The 23.4% issue improvement rate we've tracked didn't come from model changes. It came from instrumenting the execution graph and finding where failures actually concentrated.
Why Testing Hides This
If you've run your agents through a test suite and they performed well, that test data is probably misleading you.
Staging environments have three structural problems when it comes to agentic AI:
Concurrency is lower. Production agents handle overlapping sessions, competing for shared context, tool rate limits, and downstream resources. Staging typically doesn't replicate this. Orchestration failures that emerge under production load don't show up in a sequential test run.
Context is simpler. Test cases use clean, well-formed inputs. Production sessions accumulate messy, partial, and contradictory context — especially in long-running agents that operate across multiple turns or persist state between calls. The context hand-off bugs that matter in production don't exist in test data.
State doesn't persist. Long-running agent state creates its own class of failure modes. Context grows, ambiguity compounds, earlier decisions constrain later ones in ways that aren't visible until the session has been running for a while. Short test sessions don't surface these.
The result: your test suite confirms your agent works under ideal conditions. Production is not ideal conditions. The delta between those two environments is exactly where your reliability problem lives.
The Observability Gap That Matters
There's a specific distinction worth naming: span-level observability versus request/response logging.
Request/response logging tells you what went in and what came out. For a simple LLM application, that's sufficient. You can reconstruct what happened from the inputs and outputs.
For multi-agent systems, it's not sufficient. The execution graph between input and output is where the work happens — and where it fails. Span-level instrumentation maps that graph. Every tool invocation. Every context operation. Every orchestration decision. Every retry.
The difference between these two instrumentation approaches is the difference between knowing your agent completed and knowing your agent ran correctly — a meaningful distinction, but not the core one.

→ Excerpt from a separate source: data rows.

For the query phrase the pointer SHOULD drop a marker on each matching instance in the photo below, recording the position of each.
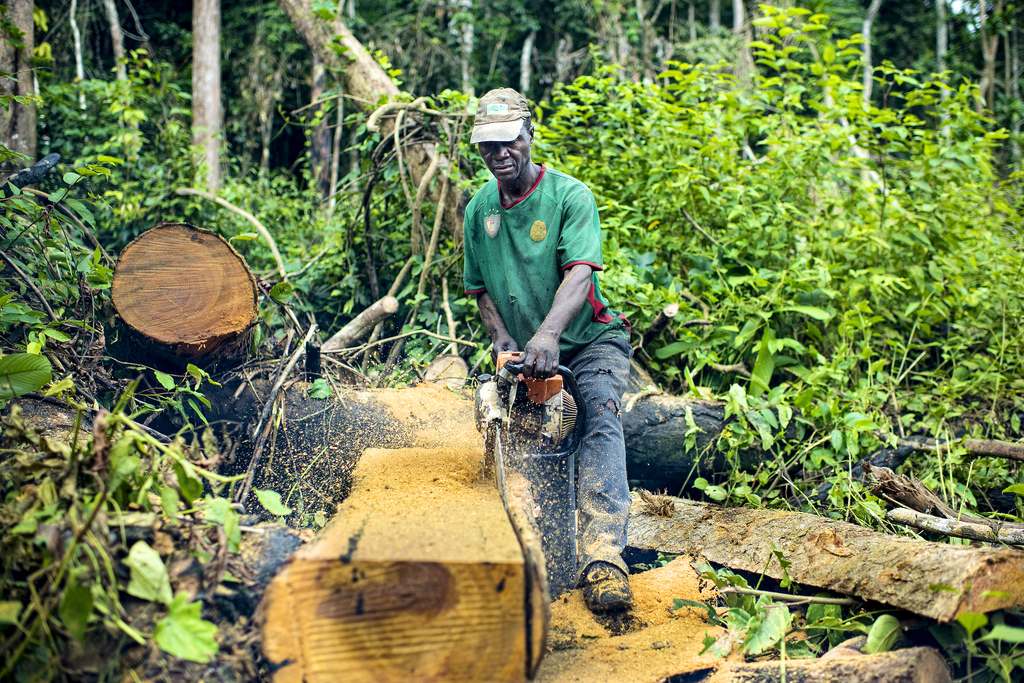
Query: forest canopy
(828, 193)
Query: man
(532, 246)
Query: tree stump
(184, 295)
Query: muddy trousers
(602, 493)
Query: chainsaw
(531, 429)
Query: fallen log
(420, 577)
(961, 528)
(183, 295)
(929, 579)
(913, 665)
(360, 326)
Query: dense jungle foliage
(848, 268)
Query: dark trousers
(602, 371)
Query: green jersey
(517, 253)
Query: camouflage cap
(499, 116)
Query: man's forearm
(568, 300)
(493, 319)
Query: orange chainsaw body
(538, 390)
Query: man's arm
(542, 350)
(496, 326)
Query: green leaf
(972, 622)
(1016, 488)
(883, 635)
(270, 500)
(811, 311)
(75, 608)
(24, 373)
(282, 292)
(165, 380)
(148, 575)
(766, 629)
(184, 634)
(169, 502)
(9, 611)
(1005, 634)
(320, 388)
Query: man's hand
(542, 354)
(502, 344)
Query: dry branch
(361, 324)
(933, 580)
(913, 665)
(960, 528)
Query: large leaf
(24, 373)
(883, 635)
(766, 629)
(184, 633)
(148, 575)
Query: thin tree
(17, 121)
(207, 110)
(117, 39)
(865, 32)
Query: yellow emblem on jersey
(492, 224)
(538, 231)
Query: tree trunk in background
(526, 62)
(941, 40)
(320, 142)
(117, 38)
(17, 124)
(208, 116)
(865, 31)
(989, 49)
(467, 41)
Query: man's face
(508, 161)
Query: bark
(989, 50)
(913, 665)
(17, 122)
(208, 114)
(838, 556)
(361, 325)
(183, 295)
(117, 38)
(320, 143)
(526, 62)
(419, 577)
(77, 44)
(865, 31)
(466, 45)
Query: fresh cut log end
(419, 577)
(184, 291)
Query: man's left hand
(542, 355)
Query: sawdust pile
(435, 416)
(657, 643)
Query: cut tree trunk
(929, 579)
(184, 295)
(420, 577)
(913, 665)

Without span-level visibility, you're doing forensics with half the evidence. You can see that something went wrong. You can't see where in the chain it went wrong, or why. You're reduced to guessing — which is where most teams are.

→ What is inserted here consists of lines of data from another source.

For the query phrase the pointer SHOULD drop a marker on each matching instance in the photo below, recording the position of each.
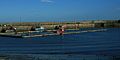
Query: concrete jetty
(43, 35)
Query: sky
(58, 10)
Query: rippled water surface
(100, 43)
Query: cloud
(46, 1)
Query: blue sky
(58, 10)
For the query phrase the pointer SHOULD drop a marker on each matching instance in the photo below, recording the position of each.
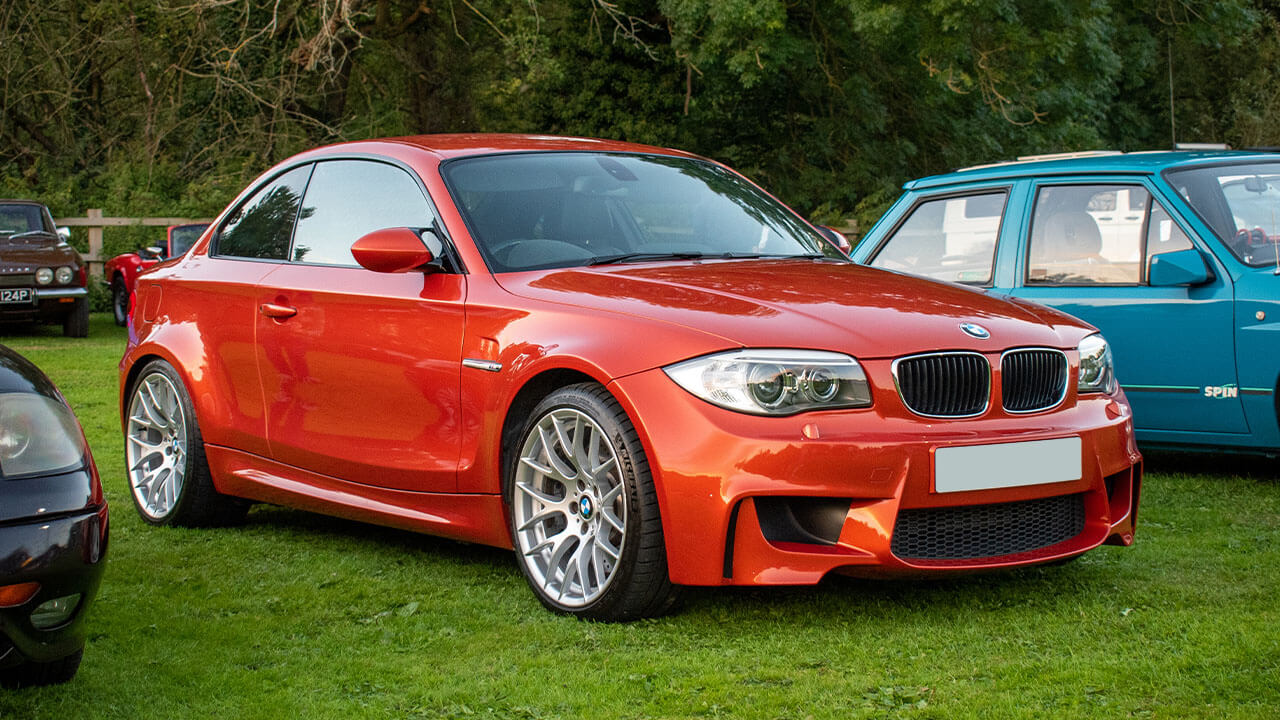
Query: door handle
(278, 311)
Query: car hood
(814, 304)
(36, 251)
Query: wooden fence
(95, 222)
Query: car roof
(1091, 163)
(460, 145)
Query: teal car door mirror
(1180, 267)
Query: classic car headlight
(37, 436)
(1097, 373)
(775, 382)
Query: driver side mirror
(1180, 267)
(836, 238)
(394, 250)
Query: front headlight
(39, 436)
(1097, 373)
(775, 382)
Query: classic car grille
(987, 531)
(1032, 379)
(945, 384)
(17, 279)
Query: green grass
(301, 615)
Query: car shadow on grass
(375, 538)
(1252, 466)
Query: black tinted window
(263, 226)
(348, 199)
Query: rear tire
(119, 301)
(31, 674)
(76, 323)
(164, 454)
(584, 513)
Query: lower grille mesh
(987, 531)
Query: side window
(263, 224)
(348, 199)
(1088, 235)
(1164, 235)
(951, 238)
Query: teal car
(1175, 256)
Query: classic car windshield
(1240, 203)
(19, 218)
(571, 209)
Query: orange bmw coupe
(630, 364)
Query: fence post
(95, 233)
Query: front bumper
(65, 556)
(749, 500)
(51, 305)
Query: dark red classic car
(122, 272)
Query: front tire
(76, 323)
(164, 451)
(583, 509)
(119, 301)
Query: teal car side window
(1097, 235)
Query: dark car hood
(40, 250)
(18, 374)
(826, 305)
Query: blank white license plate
(1006, 465)
(17, 295)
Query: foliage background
(168, 108)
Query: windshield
(19, 218)
(572, 209)
(1240, 203)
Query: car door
(219, 294)
(1087, 247)
(360, 369)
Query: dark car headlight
(39, 436)
(775, 382)
(1097, 372)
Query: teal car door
(1087, 247)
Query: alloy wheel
(570, 507)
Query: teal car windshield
(1240, 204)
(574, 209)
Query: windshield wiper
(631, 256)
(698, 255)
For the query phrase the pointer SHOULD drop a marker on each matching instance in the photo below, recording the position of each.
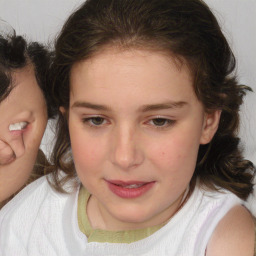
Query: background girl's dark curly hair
(186, 30)
(15, 54)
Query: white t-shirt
(41, 221)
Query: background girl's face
(135, 127)
(25, 103)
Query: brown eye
(94, 121)
(97, 120)
(160, 121)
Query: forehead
(131, 70)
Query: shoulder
(234, 234)
(28, 204)
(27, 200)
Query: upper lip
(127, 183)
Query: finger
(17, 144)
(6, 153)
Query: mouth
(131, 189)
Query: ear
(62, 110)
(210, 126)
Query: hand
(6, 153)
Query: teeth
(17, 126)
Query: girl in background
(24, 97)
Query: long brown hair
(186, 29)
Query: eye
(160, 122)
(94, 121)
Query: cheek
(175, 153)
(87, 152)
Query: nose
(126, 149)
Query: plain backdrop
(40, 20)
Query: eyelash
(89, 121)
(166, 122)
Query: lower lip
(130, 192)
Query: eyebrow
(82, 104)
(144, 108)
(161, 106)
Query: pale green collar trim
(105, 236)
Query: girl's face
(135, 127)
(24, 105)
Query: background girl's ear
(210, 126)
(62, 110)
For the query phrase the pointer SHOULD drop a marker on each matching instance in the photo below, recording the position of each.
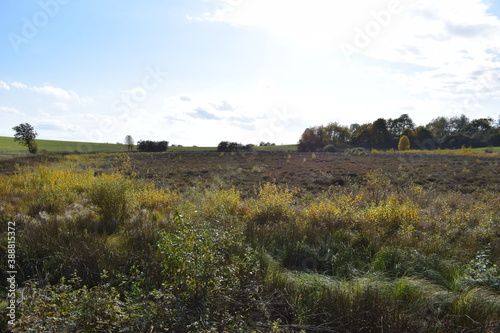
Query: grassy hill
(9, 147)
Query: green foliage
(25, 135)
(113, 196)
(370, 256)
(404, 143)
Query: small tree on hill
(129, 141)
(404, 143)
(25, 135)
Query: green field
(8, 147)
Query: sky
(197, 72)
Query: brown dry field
(246, 171)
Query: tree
(25, 135)
(398, 125)
(380, 136)
(129, 141)
(404, 143)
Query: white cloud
(62, 106)
(4, 86)
(49, 90)
(9, 111)
(19, 85)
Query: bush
(113, 196)
(404, 143)
(226, 146)
(330, 149)
(152, 146)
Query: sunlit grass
(371, 255)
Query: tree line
(441, 132)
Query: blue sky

What the 6,101 spans show is where failures actually concentrate: orchestration and tool execution, not the model layer. That distribution only becomes visible at the span level. And it's the distribution that determines whether your debugging efforts land.
What Changes When You Can See the Execution Graph
Teams that instrument at the span level find their debugging workflow changes fundamentally. Instead of starting from symptoms — bad output, slow response, unexpected behavior — they start from the trace. They can see exactly where in the execution chain the failure occurred, what state the agent was in at that point, and which upstream decision contributed to it.

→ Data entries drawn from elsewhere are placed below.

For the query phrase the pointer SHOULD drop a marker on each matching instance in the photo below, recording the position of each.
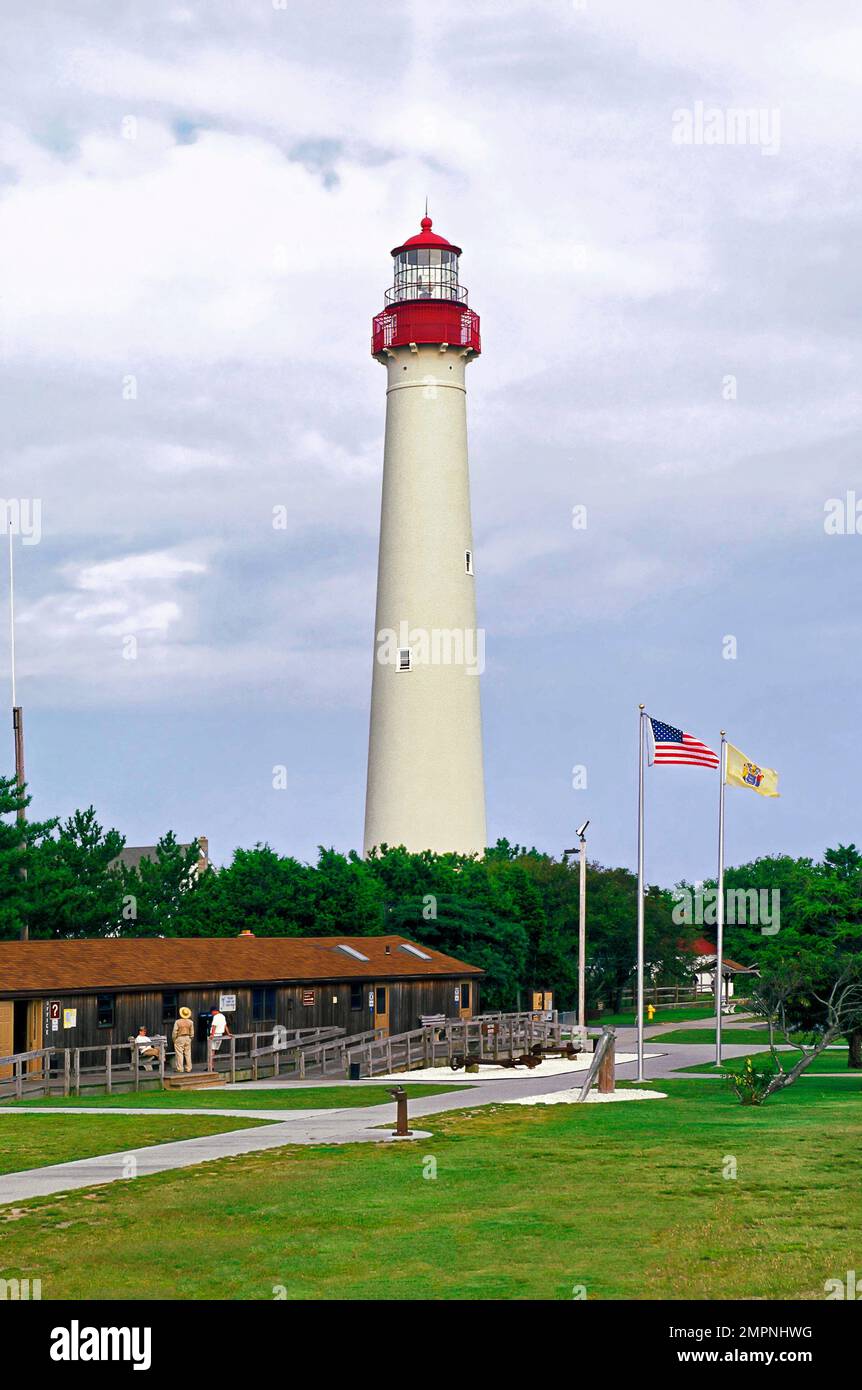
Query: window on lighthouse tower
(426, 273)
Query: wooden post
(606, 1070)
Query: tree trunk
(783, 1079)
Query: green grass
(35, 1140)
(673, 1014)
(700, 1036)
(823, 1064)
(281, 1098)
(629, 1200)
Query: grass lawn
(673, 1014)
(278, 1098)
(35, 1140)
(527, 1201)
(825, 1062)
(695, 1036)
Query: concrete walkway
(359, 1125)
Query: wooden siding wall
(408, 1001)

This changes not just how you debug but how you build. When you can see where execution concentrates and where it breaks, you make different architectural decisions. You instrument different things. You write different error handling. You test for different conditions.
The 801 sessions and 6,101 spans we've tracked are ncubelabs' own production agent infrastructure — not a benchmark, not a synthetic dataset. The patterns are from real executions under real production conditions. The 23.4% improvement came from visibility, not from better prompts.